The girl senses it before she is even completely awake.
"Move!" she shrieks upon coming downstairs to find that Boy, Esq. is not in his usual spot.
Every school morning, since the beginning of time - or at least the beginning of fifth grade - Boy Esq. seats himself in the corner chair. His sister takes the couch, where she falls back to sleep repeatedly, while I frantically ply her with hot cocoa and perky announcements just like the ones my mother used to annoy me with: "Rise and shine sleepyhead! I've got hot chocolate!"
This morning, however, things are veering toward chaos from the start.
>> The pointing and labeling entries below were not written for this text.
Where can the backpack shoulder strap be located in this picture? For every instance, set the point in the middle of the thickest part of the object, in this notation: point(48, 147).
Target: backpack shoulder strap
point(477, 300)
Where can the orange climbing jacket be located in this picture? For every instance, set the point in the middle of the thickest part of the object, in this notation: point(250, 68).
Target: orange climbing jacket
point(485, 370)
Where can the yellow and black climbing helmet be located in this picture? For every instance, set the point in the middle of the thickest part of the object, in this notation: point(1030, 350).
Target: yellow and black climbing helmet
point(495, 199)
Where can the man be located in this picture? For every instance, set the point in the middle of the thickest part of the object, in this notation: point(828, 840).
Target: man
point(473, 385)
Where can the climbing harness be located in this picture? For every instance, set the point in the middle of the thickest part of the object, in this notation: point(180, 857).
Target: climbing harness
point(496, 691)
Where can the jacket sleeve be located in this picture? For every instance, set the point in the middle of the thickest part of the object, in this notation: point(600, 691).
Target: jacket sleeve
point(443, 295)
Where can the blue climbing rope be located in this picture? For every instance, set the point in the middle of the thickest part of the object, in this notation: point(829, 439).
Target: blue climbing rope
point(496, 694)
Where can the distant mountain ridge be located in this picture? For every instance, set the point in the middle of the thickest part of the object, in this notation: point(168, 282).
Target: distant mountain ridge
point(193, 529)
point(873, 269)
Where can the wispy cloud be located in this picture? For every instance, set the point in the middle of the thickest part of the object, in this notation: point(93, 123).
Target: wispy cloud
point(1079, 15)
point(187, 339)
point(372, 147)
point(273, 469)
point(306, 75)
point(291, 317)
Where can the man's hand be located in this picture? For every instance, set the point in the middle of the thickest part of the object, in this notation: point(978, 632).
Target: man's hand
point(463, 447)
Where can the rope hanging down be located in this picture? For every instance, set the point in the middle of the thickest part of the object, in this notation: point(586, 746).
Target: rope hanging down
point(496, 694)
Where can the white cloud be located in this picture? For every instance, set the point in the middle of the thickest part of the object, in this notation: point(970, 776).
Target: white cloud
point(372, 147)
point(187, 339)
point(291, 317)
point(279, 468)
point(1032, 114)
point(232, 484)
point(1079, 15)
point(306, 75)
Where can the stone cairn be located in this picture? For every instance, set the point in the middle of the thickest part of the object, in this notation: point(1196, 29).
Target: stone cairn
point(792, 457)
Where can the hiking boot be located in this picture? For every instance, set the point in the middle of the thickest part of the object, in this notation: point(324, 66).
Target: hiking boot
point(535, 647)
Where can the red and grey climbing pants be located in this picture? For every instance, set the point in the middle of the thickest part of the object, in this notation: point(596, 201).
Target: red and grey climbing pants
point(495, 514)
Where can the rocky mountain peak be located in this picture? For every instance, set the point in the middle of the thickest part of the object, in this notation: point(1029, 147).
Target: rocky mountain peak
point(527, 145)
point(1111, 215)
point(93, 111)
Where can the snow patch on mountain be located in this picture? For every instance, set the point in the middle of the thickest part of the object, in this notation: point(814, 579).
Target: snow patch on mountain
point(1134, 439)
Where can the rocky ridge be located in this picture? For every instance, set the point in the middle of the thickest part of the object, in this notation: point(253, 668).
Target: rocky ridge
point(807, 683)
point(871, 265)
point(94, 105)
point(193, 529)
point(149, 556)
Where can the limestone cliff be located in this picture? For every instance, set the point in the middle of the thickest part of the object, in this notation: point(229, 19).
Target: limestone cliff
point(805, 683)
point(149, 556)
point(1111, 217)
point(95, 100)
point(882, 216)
Not only is Boy Esq. occupying his sister's region of space, he is watching CNN political coverage instead of cartoons.
This is too much for the normally agreeable 10-year-old, who walks over to the television, switches it off and announces that she is going back to bed.
She stomps back to her room and slams the door with a big bang as the idle threats I yell from the living room collapse weakly against the boundaries of space and time. I haven't even made lunch yet.
I am not saying that the giant Swiss particle accelerator is to blame. But if, as scientists insist, the Hadron Collider has not set into motion the creation of a tiny black hole that will eventually devour the earth, tell me: where did the school picture form go?
It was sitting in the fruit basket in the center of the kitchen table just yesterday, or possibly the day before. Today it has completely disappeared.
And not that the world's physicists seem to care, but today is school picture day.
Photo: The fruit basket where important documents and overripe bananas go to collapse in upon themselves.